C’est l’augmentation du nombre d’enquêtes pénales sur le proxénétisme et la traite menées après l’adoption de la loi d’avril 2016. Ce chiffre est donné dans le rapport des Inspections Générales des Affaires Sociales, de l’Administration et de la Justice, paru en décembre 2019 (voir lien ci-contre). Concrètement, pour les auteurs, les enquêtes pénales en matière de proxénétisme sont passées de 611 en 2015 à 944 en 2018.
La loi du 13 avril 2016 est la concrétisation de l’engagement abolitionniste de la France depuis la ratification en 1960 de la Convention des Nations Unies pour la répression de la traite des êtres humains et de l’exploitation de la prostitution d’autrui.
Points principaux de la Loi du 13 avril 2016 :
Abrogation du délit de racolage. Les personnes en situation de prostitution ne sont plus des délinquantes mais des victimes que la société se doit de protéger. Les actes de violences envers les personnes prostituées se voient punis plus sévèrement.
Parcours de sortie. Un accompagnement global avec des dispositifs d’intégration des personnes étrangères est mis en place au niveau départemental avec un budget propre.
Pénalisation des « clients » prostitueurs. L’achat d’acte sexuel devient une infraction punie d’une amende de 1500 €, portée à 3750 € avec inscription au casier judiciaire en cas de récidive. L’obligation de suivre un stage de sensibilisation vient compléter les peines prévues.

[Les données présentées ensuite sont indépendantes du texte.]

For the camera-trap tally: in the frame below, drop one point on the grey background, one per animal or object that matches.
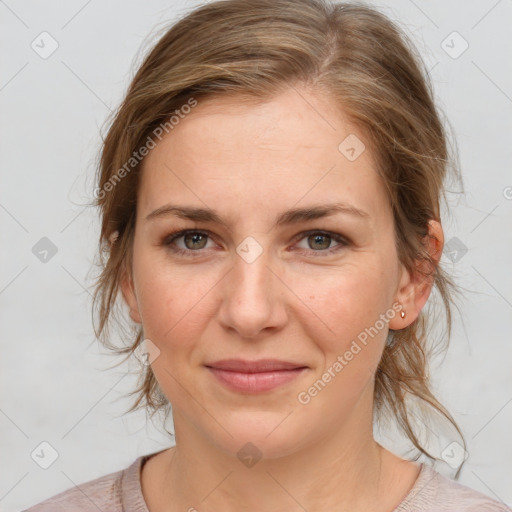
(55, 381)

En 2018, le Conseil constitutionnel est saisi d’une Question Prioritaire de Constitutionnalité (QPC) arguant que la pénalisation de l’achat d’acte sexuel mise en œuvre par la loi de 2016 serait une entrave à « la liberté d’entreprendre ». Dans son avis de février 2019, le Conseil confirme le caractère constitutionnel de la loi, rappelant ses objectifs finaux : la lutte contre le proxénétisme et la traite des êtres humains.